Atmosfer: Dizinin çekildiği yerler o Fox River havası falan da ilk sezonda çok güzel yansıtılıyor. Gerçekten gidip görmek istiyorum nasıl nerede çekilmiş diye. Diziyi izlerken de birden fazla şehire,ülkeye karakterlerimiz gidiyor ve güzel kurgusu sayesinde bir zaman karmaşası yaşıyormuş gibi hiç hissetmedim
-Sezonlar Genel Yorumu
Birinci Sezon: Söylenecek çok bir şey yok. Dizi tarihinin en iyi sezonlarından biri diyorum zaten. Michael abimizin bakışları o kısık sesle konuşması bile yeter izlemeye. İyi seyirler..
İkinci Sezon: Dizinin ilk sezondan sonraki performansını çok kötüleyenler var ve haklılar. Böyle bir ilk sezondan sonra böyle düşüş yaşanması herkesi üzdü. Prison Break kalitesine yakışmayacak bir düşüştü. Peki neydi bu ikinci sezonu bu kadar kötü yapan? Tabi ki mantık hatalarıydı. Bu kadar zeki bir karakterin olduğu dizi de izlerken insan da sürekli düşünüyor ve farkındalığımız artıyor. Ne alaka diyoruz bazı sahnelerde. Bu mantık hataları da yani kolay fark ediliyor. Peki ikinci sezon kesinlikle izlenemez mi? Hayır izlenebilir çünkü Alex Mahone karakteri diziye dahil oluyor ve ikinci sezonu alıp götürüyor. Gerçekten bir diziye sonradan eklenmiş en sağlam altyapısı olan karakterlerden.
Üçüncü Sezon: Bu sezon hiç olmasa da olurmuş. Sanki ikinci sezona olan eleştirilerden dolayı biz birinci sezonu tekrarlayalım demişler. Denemişler olmamış. Neyse ki kısa sürüyor sadece 13 bölüm. Onlar da herhalde biz ne yapıyoruz abi demişler. Ancak ben bu sezonu da atmosfer anlamında seviyorum.
Dördüncü Sezon: Bu sezona güzel para yatırmışlar. Özellikle ilk 12 bölüm gerilim hat safhada durmadan sıradaki bölüme atlıyorsunuz. Ekibin tekrar bir araya gelmesi, devlete çalışıp şirketi devirmeye çalışmaları, eski düşmanların artık dost olmaları. Her şey harika ilerliyor. Ta ki dizi tarihinde ki en büyük orospu evlatlarından biri olan Don Self çıkıp diziyi 10 bölüm daha uzatana dek. Sonra onun anası şunun babası derken Türk-Hint dizi senaryosu izliyormuş gibi oluyorsunuz. Ancak son bölümler tatmin edici oluyor tabi final sahnesine kadar. Michael’ın öldüğünü görünce anlık depresyona girmiştim. Kaçıncıya izlememe rağmen de hala aynı sahne de etkileniyorum.

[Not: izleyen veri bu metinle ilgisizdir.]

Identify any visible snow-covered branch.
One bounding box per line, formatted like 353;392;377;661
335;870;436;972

Final Break Filmi: Reis kendi kaçtığı yetmedi artık dışardan adam kaçırıyor ajdkaldls bu film de kısa ve güzeldi üzerine çok konuşmaya gerek yok. Neden Michae’ın bunları yaptığını güzel açıklamışlardı. Tabi biz hayranlar buna dayanamadık ve sonraki sezon çekildi.

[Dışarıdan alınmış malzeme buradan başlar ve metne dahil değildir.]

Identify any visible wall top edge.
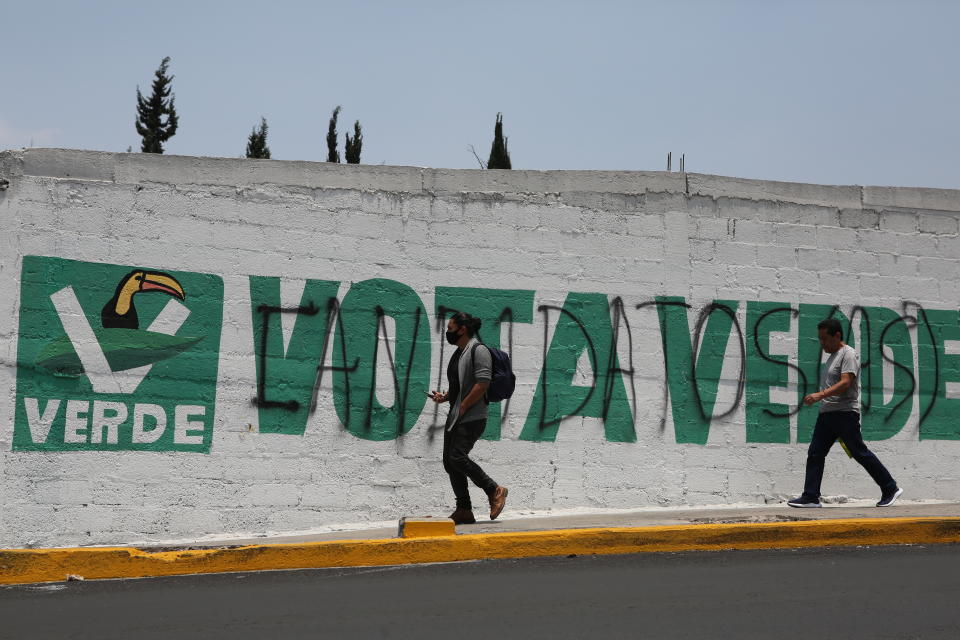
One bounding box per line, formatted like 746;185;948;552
3;148;960;212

Beşinci Sezon: Finalden tatmin olmayınca 7 sene sonra bu çekildi. Açıkçası iyi ki çekilmiş çünkü tek başına bakılınca az bölümlü, mantık hatası olmayan ve de izleyiciyi gayet tatmin eden bir sezon.
-Diğer Karakter Yorumları:
Alex Mahone: Dizide doğru-yanlış anlamını bize harika hissettemiş William Fitcher. Karakter gerçekten yaşadığını düşünüyorum. İlk dahil olduğu andan beri merak uyandıran çok karizmatik bir karakter. Sadece Mahone-Shales olayı için bir spin-off yapsalar o bile çok izlenirdi.
Lincoln Burrows: Dizide son sezon hariç her bokun olma sebebi olan adam. Aq bir işi de düzgün yap be adam açma şu çocuğun başına bela. Neyse ne kadar mallıkları olsa da hem adam gibi adamdır hem de Michael safken kimseye güvenmeyen kuşkucu duruşuyla aslında dizide birçok defa Michael’ın arkasını topladığı da olmuştur. Bir de her sezon bir hatunu götürdü en çok ekmeği bu yedi diziden.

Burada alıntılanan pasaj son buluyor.